“Why,” says she, “milk won't make anybody crazy.”

There it wuz—she hadn't no imagination.

Says I, “I am s'posen milk, I don't mean it.” Says I, “Cicely means well.”

And so she did, sweet little soul.

But day by day I could see that her eagerness to accomplish what she had sot out to, her awful anxiety about the boy's future, wus a wearin' on her: the active, keen mind, the throbbin', achin' heart, was a wearin' out the tender body.

Her eyes got bigger and bigger every day; and her face got the solemnest, curiusest look to it, that I ever see.

And her cheeks looked more and more like the pure white blow of the Sweet Cicely, only at times there would be a red upon 'em, as if a leaf out of a scarlet rose had dropped dowrn upon their pure whiteness.

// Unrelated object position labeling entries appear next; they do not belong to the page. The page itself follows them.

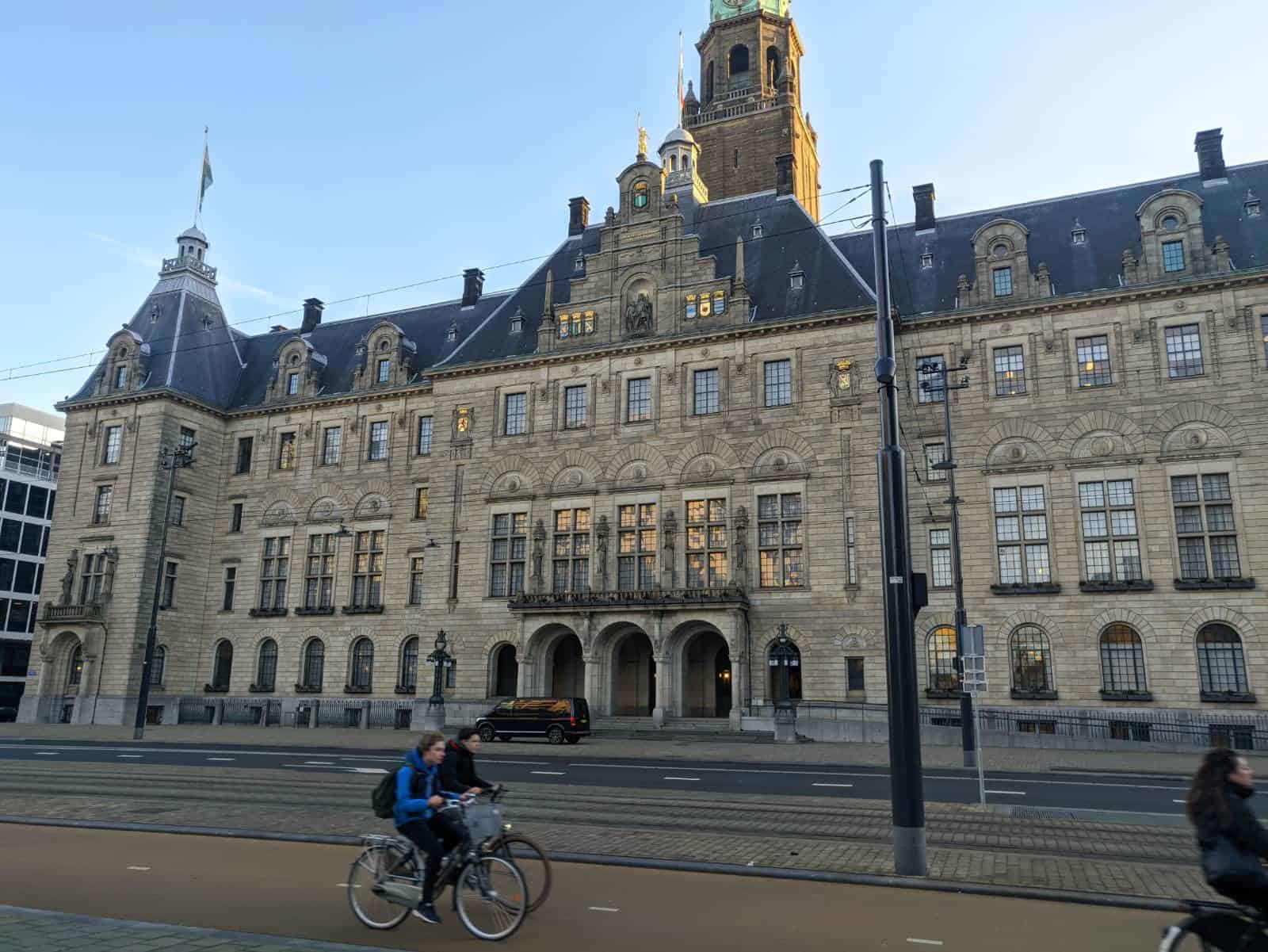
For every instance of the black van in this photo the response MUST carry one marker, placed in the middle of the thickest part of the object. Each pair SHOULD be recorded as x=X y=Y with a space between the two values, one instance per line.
x=557 y=719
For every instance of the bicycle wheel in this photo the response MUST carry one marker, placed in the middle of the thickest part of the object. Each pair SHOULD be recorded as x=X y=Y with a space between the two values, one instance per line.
x=365 y=894
x=491 y=898
x=533 y=863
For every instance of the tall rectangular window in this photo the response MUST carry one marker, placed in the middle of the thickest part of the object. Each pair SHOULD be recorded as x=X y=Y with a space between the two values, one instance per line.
x=930 y=376
x=101 y=506
x=571 y=569
x=1173 y=256
x=1205 y=525
x=1183 y=351
x=230 y=585
x=940 y=558
x=780 y=541
x=169 y=586
x=287 y=452
x=243 y=461
x=704 y=389
x=1021 y=535
x=1111 y=541
x=638 y=400
x=113 y=445
x=708 y=563
x=517 y=415
x=424 y=436
x=1003 y=279
x=331 y=445
x=368 y=569
x=1094 y=357
x=1010 y=370
x=320 y=572
x=779 y=383
x=638 y=531
x=274 y=573
x=509 y=553
x=575 y=407
x=378 y=448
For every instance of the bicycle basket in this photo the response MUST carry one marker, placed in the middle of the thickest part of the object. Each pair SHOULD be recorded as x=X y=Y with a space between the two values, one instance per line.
x=483 y=820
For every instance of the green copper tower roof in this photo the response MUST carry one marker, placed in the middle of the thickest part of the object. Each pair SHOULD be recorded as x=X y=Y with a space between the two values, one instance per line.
x=726 y=9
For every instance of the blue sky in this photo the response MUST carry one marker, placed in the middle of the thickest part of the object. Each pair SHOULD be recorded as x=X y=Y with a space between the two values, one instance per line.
x=365 y=147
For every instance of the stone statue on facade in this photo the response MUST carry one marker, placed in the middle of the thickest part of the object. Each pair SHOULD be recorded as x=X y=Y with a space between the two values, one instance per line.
x=69 y=579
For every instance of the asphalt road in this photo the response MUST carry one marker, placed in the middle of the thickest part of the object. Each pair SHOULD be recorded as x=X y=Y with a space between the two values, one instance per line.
x=296 y=890
x=1159 y=797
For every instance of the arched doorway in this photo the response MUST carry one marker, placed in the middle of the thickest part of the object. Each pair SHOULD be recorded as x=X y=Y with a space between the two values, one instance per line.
x=506 y=672
x=567 y=668
x=633 y=676
x=707 y=677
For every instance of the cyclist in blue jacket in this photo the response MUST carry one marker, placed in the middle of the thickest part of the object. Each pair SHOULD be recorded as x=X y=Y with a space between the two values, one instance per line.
x=418 y=797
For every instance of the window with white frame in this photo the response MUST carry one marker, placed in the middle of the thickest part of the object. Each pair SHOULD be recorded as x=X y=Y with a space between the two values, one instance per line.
x=637 y=535
x=571 y=560
x=510 y=548
x=1111 y=537
x=1021 y=535
x=780 y=541
x=1205 y=525
x=940 y=558
x=708 y=564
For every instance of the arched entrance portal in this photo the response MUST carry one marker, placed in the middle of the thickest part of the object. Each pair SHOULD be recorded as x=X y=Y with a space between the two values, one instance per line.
x=707 y=675
x=633 y=676
x=506 y=672
x=567 y=668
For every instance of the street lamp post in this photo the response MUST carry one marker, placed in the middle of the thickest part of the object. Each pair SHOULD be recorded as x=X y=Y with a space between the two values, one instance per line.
x=171 y=461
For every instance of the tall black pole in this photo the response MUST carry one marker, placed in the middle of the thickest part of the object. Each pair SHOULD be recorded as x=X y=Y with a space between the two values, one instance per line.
x=907 y=786
x=171 y=461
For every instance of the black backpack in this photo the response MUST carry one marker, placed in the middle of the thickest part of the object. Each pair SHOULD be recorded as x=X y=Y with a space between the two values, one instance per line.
x=384 y=799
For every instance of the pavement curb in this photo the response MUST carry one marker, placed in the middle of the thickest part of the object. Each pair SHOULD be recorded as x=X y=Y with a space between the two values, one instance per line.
x=973 y=889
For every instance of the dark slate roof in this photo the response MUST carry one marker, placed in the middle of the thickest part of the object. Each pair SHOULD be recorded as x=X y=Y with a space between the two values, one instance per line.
x=1109 y=217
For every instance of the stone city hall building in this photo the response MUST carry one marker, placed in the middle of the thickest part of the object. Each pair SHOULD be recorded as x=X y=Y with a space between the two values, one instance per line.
x=627 y=478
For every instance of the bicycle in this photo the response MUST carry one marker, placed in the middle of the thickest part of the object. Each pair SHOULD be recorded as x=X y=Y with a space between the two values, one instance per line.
x=491 y=899
x=1217 y=927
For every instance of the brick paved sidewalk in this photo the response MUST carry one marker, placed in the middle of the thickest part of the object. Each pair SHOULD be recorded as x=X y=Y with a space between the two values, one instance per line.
x=1026 y=759
x=38 y=931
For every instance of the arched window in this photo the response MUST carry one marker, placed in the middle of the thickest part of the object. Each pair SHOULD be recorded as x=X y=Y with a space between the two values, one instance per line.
x=410 y=666
x=158 y=667
x=1122 y=660
x=1221 y=664
x=784 y=662
x=75 y=672
x=1031 y=658
x=266 y=670
x=223 y=666
x=315 y=666
x=363 y=664
x=941 y=652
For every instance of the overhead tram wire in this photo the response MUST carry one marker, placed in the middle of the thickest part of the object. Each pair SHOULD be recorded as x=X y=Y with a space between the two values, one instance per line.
x=289 y=312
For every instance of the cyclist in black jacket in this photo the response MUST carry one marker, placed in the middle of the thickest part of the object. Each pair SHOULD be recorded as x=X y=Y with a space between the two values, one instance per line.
x=458 y=768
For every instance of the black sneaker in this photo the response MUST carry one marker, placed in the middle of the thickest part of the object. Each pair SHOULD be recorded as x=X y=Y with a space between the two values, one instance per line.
x=428 y=913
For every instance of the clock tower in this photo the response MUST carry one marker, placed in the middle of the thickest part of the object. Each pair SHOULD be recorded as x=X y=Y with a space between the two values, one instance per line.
x=748 y=120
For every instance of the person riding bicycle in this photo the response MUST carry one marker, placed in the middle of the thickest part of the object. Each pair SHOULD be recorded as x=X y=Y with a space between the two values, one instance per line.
x=458 y=768
x=1232 y=839
x=420 y=793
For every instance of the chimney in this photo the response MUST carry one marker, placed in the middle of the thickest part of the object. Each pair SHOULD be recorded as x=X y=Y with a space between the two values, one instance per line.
x=1209 y=146
x=473 y=285
x=312 y=316
x=785 y=174
x=925 y=197
x=579 y=215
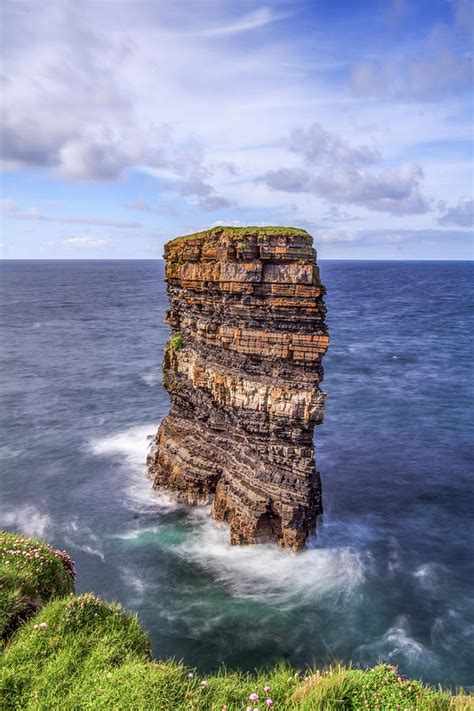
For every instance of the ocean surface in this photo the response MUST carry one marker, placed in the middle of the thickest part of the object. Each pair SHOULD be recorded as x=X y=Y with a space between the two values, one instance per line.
x=390 y=575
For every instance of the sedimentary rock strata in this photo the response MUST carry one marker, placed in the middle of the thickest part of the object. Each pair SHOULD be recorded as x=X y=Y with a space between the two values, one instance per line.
x=242 y=369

That would be in the afternoon; and there would be such a dazzlin' brightness in her eyes, that I used to wonder if it was the fire of immortality a bein' kindled there, in them big, sad eyes.

And right about this time the executor (and I wish he could have been executed with a horse-whip: he knew how she felt about it)—he wuz sot, a good man, but sot. Why, his own sir name wuz never more sot in the ground than he wuz sot on top of it. And he didn't like a woman's interference. He wrote to her that one of her stores, that he had always rented for the sale of factory-cloth and sheep's clothin', lamb's-wool blankets, and etcetery, he had had such a good offer for it, to open a new saloon and billiard-room, that he had rented it for that purpose; and he told how much more he got for it. That made 4 drinkin' saloons, that wuz in the boy's property. Every one of 'em, so Cicely felt, a drawin' some other mother's boys down to ruin.

Cicely thought of it nights a sight, so she said,—said she was afraid the curses of these mothers would fall on the boy.